キャバクラは指名替えがいつでもできるのでそれを狙っているようでした。
すると、瑠衣さんが「あ、そうだね、来てもらおうか」と冷静に一言。

「わぁい。ありがとう~」

お客さんを挟むかんじで座る2人。
ただならぬ雰囲気の中、瑠衣さんが「あ!そうだ!」と大きめの声で何かを思い出したようにポーチから香水を取り出しました。

「これ、今日からつけてるよー。
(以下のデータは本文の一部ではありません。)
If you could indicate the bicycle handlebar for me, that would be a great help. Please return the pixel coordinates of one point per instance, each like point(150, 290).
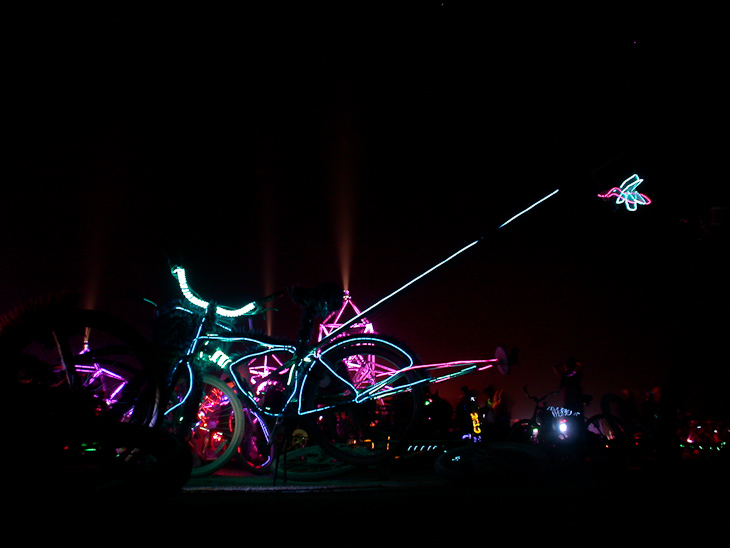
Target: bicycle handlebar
point(250, 309)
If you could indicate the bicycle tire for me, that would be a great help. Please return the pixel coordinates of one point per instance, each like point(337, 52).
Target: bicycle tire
point(216, 435)
point(256, 451)
point(95, 356)
point(367, 432)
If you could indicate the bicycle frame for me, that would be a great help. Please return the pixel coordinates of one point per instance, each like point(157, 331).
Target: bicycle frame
point(304, 356)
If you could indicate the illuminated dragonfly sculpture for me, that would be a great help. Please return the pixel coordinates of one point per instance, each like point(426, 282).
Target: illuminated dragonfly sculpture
point(627, 194)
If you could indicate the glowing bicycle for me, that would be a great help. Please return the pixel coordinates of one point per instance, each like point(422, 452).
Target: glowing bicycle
point(356, 419)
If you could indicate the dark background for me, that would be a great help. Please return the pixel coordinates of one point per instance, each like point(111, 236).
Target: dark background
point(271, 148)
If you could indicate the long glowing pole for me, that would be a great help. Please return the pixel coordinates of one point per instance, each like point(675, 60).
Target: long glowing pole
point(414, 280)
point(553, 193)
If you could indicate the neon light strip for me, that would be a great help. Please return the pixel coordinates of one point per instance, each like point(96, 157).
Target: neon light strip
point(179, 273)
point(553, 193)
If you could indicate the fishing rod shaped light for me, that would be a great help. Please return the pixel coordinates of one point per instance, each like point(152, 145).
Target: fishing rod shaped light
point(414, 280)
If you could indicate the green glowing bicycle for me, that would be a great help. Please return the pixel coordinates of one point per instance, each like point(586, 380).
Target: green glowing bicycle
point(317, 386)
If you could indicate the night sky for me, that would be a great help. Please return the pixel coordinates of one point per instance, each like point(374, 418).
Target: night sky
point(274, 149)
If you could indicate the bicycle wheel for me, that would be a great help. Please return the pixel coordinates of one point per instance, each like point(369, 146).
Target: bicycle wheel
point(368, 430)
point(217, 432)
point(255, 453)
point(97, 357)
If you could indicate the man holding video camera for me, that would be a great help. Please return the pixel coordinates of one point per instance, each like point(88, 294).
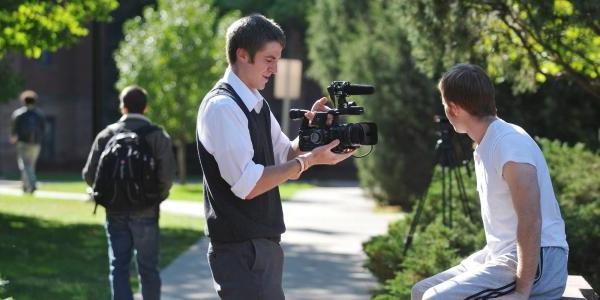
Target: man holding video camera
point(526, 252)
point(244, 157)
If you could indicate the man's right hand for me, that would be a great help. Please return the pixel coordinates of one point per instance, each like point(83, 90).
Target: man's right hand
point(323, 156)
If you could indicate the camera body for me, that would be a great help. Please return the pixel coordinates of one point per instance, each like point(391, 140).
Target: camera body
point(351, 135)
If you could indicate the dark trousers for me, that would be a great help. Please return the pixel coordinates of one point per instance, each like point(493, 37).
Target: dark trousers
point(249, 270)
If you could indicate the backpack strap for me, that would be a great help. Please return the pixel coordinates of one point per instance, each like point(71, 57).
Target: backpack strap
point(145, 130)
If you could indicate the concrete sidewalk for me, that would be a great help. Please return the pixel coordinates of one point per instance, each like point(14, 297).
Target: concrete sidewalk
point(322, 245)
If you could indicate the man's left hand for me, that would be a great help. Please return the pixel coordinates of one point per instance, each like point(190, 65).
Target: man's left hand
point(319, 106)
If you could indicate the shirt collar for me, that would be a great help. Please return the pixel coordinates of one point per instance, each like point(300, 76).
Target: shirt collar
point(133, 116)
point(251, 98)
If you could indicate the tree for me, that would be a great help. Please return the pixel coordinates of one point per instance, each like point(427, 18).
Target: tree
point(175, 52)
point(30, 27)
point(521, 42)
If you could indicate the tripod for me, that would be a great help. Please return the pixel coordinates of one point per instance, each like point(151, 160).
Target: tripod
point(447, 159)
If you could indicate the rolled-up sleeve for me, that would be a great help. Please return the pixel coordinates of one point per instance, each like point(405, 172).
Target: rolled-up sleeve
point(281, 143)
point(223, 131)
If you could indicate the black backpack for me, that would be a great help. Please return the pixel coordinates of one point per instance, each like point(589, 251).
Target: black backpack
point(126, 177)
point(30, 127)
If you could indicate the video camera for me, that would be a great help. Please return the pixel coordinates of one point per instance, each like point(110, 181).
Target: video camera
point(351, 136)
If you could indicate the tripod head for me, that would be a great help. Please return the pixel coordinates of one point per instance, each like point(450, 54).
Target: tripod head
point(446, 147)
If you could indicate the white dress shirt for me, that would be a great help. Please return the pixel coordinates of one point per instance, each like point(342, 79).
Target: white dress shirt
point(223, 130)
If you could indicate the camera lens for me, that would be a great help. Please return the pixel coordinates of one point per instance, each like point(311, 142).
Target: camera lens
point(316, 138)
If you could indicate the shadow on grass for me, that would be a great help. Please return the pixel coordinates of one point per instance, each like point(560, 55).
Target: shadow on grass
point(50, 260)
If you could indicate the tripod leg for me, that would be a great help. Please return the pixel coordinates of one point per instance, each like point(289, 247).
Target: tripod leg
point(444, 176)
point(463, 194)
point(450, 198)
point(413, 224)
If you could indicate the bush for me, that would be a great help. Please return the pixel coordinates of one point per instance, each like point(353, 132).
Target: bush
point(575, 173)
point(435, 246)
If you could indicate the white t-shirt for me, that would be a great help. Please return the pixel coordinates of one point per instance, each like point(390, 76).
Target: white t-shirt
point(222, 128)
point(504, 142)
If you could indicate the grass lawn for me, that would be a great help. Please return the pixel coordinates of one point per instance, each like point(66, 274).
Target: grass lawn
point(192, 191)
point(56, 249)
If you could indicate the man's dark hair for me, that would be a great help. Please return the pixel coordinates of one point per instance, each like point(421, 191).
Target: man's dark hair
point(134, 98)
point(28, 97)
point(469, 86)
point(252, 33)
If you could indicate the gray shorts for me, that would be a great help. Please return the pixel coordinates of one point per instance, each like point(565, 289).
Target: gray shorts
point(476, 278)
point(249, 270)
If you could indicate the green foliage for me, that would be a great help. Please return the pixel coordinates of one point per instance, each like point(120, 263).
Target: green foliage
point(176, 51)
point(362, 42)
point(575, 173)
point(435, 247)
point(31, 27)
point(521, 42)
point(12, 82)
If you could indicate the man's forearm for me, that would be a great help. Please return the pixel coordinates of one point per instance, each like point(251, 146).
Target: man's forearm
point(273, 176)
point(295, 149)
point(528, 249)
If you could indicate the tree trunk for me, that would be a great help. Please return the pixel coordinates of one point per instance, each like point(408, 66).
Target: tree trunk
point(181, 165)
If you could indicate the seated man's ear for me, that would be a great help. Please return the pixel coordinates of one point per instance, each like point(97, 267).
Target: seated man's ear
point(243, 55)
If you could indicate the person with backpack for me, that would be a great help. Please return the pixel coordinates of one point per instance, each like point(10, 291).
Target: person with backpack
point(27, 132)
point(131, 169)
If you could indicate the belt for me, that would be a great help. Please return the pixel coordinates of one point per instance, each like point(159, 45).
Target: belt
point(276, 239)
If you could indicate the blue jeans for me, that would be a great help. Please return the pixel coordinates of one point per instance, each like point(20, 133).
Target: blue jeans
point(128, 235)
point(27, 155)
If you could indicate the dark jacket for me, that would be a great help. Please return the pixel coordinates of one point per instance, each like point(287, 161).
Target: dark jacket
point(160, 145)
point(28, 125)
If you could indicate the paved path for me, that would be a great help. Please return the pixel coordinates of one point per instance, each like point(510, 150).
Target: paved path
point(323, 255)
point(322, 245)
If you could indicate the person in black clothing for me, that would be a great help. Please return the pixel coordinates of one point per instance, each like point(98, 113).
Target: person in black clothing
point(27, 132)
point(244, 156)
point(138, 229)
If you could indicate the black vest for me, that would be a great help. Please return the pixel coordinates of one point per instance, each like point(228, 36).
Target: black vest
point(228, 217)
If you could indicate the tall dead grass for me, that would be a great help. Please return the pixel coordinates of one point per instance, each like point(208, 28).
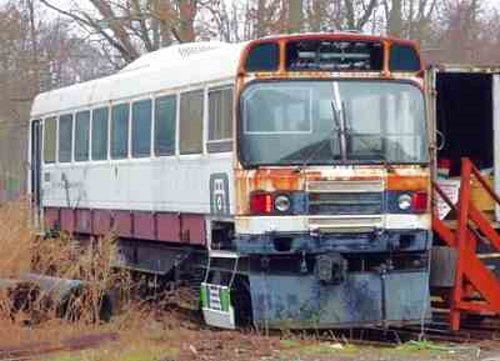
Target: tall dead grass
point(16, 239)
point(63, 258)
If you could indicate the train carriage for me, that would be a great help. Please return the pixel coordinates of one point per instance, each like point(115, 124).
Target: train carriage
point(286, 178)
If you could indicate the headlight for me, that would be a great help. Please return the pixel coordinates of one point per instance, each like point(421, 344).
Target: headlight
point(404, 202)
point(282, 203)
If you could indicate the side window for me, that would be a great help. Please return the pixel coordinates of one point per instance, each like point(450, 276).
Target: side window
point(141, 128)
point(49, 140)
point(220, 125)
point(100, 134)
point(82, 136)
point(165, 114)
point(191, 123)
point(119, 131)
point(65, 137)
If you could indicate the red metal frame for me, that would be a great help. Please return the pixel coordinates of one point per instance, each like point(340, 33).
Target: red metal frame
point(472, 277)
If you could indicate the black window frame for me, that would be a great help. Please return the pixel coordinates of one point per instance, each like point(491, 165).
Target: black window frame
point(65, 154)
point(120, 150)
point(79, 155)
point(54, 140)
point(214, 143)
point(137, 143)
point(184, 149)
point(104, 144)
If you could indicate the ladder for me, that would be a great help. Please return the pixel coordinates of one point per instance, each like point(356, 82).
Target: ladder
point(476, 288)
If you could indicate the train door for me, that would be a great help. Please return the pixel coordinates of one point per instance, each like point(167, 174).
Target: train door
point(36, 169)
point(464, 108)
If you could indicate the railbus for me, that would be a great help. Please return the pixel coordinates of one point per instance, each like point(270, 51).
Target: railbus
point(286, 178)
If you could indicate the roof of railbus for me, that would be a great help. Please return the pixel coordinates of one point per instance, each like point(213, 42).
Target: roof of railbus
point(349, 35)
point(169, 68)
point(165, 69)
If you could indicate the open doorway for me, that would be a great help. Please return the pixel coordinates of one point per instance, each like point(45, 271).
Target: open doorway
point(464, 112)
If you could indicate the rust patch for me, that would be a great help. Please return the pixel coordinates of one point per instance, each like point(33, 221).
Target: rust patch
point(407, 183)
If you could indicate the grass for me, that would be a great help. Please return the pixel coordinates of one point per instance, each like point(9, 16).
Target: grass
point(134, 351)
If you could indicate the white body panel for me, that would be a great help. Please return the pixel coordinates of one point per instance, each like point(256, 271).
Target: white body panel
point(165, 184)
point(178, 183)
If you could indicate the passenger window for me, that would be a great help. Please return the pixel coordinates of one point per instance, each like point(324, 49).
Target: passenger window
point(65, 137)
point(49, 140)
point(119, 131)
point(165, 114)
point(141, 128)
point(100, 134)
point(404, 58)
point(191, 123)
point(82, 133)
point(220, 125)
ありがとね」
瑠衣さんは香水のついている手首をお客さんに近づけます。

「おー、やっぱりお前に似合う香りだな。気に入ってくれてよかったよ」
と満足そうな日本代表選手。(笑)

奪いたくてたまらないお客さんの目の前で楓さんの表情がみるみる青ざめていきました。

私は、わくわくしながらお酒を楓さんには濃いめにせっせと作りながら笑いを堪えました。

「あっ私、お手洗い…」
逃げようとする楓さんの腕を引っ張る瑠衣さん。
「ねぇ、この匂いどう思う?」

「え、いい匂い~。さすが○○さんの選んだものは違うね~」
楓さん顔引き攣りまくりです。
瑠衣さんはわざと首を傾げて「あれー、さっきトイレの匂いって言ってたの、確か楓ちゃんだよね?ね、葵ちゃん」
私はまさかの振りに動揺しつつも大きく頷きました。

「はっ?」
日本代表選手ご立腹。喉から手が出るほど欲しかったお客はこれで一生手に入らず。
その後、すぐに席から外され、楓さんは悔しくて泣きそうな顔を隠しきれないように唇を噛みながら席を立ちました。

瑠衣さんは私の方を見て満足そうに微笑みました。


その後は、楓さんが瑠衣さんに嫌味を言うこともあまりなくなり、性格の悪い女はどこかで陥れられないとわからないのだと納得した出来事でした。
あれから10年たった今、私は当時の2人よりも歳を重ね、銀座のクラブで働いていますが、あのふたり以上の強さと美しさを持った女性にはまだ出逢っていません。